Thursday, June 17, 2010
As previously announced, AOL Inc. (the “Company”) has been exploring strategic alternatives for its Bebo, Inc. (“Bebo”) subsidiary including a sale or possible shutdown. The Company has completed this process and is today announcing the sale of substantially all the assets of Bebo to an affiliate of Criterion Capital Partners, LLC.

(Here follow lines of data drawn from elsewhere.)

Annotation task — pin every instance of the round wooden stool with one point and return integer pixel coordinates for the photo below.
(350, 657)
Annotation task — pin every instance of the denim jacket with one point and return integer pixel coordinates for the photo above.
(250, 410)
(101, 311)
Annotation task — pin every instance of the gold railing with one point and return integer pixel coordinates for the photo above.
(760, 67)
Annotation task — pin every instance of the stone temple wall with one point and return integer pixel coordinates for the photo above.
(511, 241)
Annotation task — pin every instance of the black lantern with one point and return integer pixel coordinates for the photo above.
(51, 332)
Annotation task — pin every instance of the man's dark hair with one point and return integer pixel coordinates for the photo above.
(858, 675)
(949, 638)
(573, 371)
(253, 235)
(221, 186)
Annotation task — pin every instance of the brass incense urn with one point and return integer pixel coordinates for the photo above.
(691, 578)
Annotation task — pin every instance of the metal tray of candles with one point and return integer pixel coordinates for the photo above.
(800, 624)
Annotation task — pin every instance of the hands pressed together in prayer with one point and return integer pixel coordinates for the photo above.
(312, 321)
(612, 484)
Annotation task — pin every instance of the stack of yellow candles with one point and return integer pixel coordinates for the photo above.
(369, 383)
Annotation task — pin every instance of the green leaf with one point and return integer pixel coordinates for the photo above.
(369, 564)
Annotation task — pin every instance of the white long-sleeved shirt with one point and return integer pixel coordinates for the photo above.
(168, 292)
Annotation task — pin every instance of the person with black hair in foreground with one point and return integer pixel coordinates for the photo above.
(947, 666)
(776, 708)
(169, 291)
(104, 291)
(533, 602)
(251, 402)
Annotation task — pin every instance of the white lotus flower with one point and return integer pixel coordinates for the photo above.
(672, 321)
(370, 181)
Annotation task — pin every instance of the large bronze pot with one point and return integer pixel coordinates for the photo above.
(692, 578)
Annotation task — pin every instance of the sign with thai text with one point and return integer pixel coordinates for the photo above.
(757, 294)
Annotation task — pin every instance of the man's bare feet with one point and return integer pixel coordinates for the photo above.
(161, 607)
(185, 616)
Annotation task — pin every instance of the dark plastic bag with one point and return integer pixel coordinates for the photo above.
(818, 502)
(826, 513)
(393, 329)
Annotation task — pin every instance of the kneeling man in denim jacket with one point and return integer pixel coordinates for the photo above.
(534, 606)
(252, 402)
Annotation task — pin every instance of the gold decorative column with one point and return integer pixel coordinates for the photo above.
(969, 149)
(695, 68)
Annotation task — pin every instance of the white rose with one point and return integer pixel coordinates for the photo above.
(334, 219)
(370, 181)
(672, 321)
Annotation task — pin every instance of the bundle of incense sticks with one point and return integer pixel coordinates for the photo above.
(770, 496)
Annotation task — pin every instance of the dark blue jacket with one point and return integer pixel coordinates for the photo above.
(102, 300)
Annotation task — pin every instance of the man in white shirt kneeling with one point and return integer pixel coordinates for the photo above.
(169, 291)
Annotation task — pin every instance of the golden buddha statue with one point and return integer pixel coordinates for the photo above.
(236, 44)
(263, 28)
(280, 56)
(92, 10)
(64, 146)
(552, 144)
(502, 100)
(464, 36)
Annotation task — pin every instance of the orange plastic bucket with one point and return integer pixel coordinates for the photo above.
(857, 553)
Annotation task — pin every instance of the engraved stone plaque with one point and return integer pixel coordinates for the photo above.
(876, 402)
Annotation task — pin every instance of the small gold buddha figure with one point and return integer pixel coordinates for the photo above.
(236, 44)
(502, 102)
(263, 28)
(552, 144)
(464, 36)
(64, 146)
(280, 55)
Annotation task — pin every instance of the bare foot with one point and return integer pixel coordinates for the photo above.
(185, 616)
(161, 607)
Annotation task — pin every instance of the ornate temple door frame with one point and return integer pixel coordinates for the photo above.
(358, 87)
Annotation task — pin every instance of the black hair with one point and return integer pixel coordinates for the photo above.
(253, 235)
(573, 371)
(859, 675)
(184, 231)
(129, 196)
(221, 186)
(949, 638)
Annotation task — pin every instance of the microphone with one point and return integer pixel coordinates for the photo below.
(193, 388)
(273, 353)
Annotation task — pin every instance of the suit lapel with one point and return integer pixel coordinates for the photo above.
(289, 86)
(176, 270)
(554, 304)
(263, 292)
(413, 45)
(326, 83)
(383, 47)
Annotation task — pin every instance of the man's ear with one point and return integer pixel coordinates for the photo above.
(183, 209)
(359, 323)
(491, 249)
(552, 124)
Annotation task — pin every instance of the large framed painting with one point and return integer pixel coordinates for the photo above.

The Company currently anticipates that following this transaction it will treat the common stock of Bebo as worthless for U.S. income tax purposes. The Company’s current U.S. income tax basis in Bebo is approximately $750 million. As a result of the anticipated worthless stock deduction for the common stock of Bebo under U.S. income tax law, the Company expects to record a deferred tax asset and corresponding benefit to its U.S. income tax provision in the second quarter of 2010 in a range of $275 million to $325 million. The Company’s tax conclusion with respect to the common stock of Bebo is subject to examination by the U.S. Internal Revenue Service. Additionally, given the recent volatility in the Company’s stock price and disposition activity, the Company will be required under generally accepted accounting principles to test the goodwill of its sole reporting unit for impairment in the second quarter of 2010.
AOL/TimeWarner acquired Bebo for $852 million in March 2008. As part of the recent spin-off, AOL was holding Bebo on its books for the full value Now, it's written it down to zero. Ouch.
Although AOL hasn't disclosed the sale price, Bloomberg reports that AOL got only $10 million for Bebo.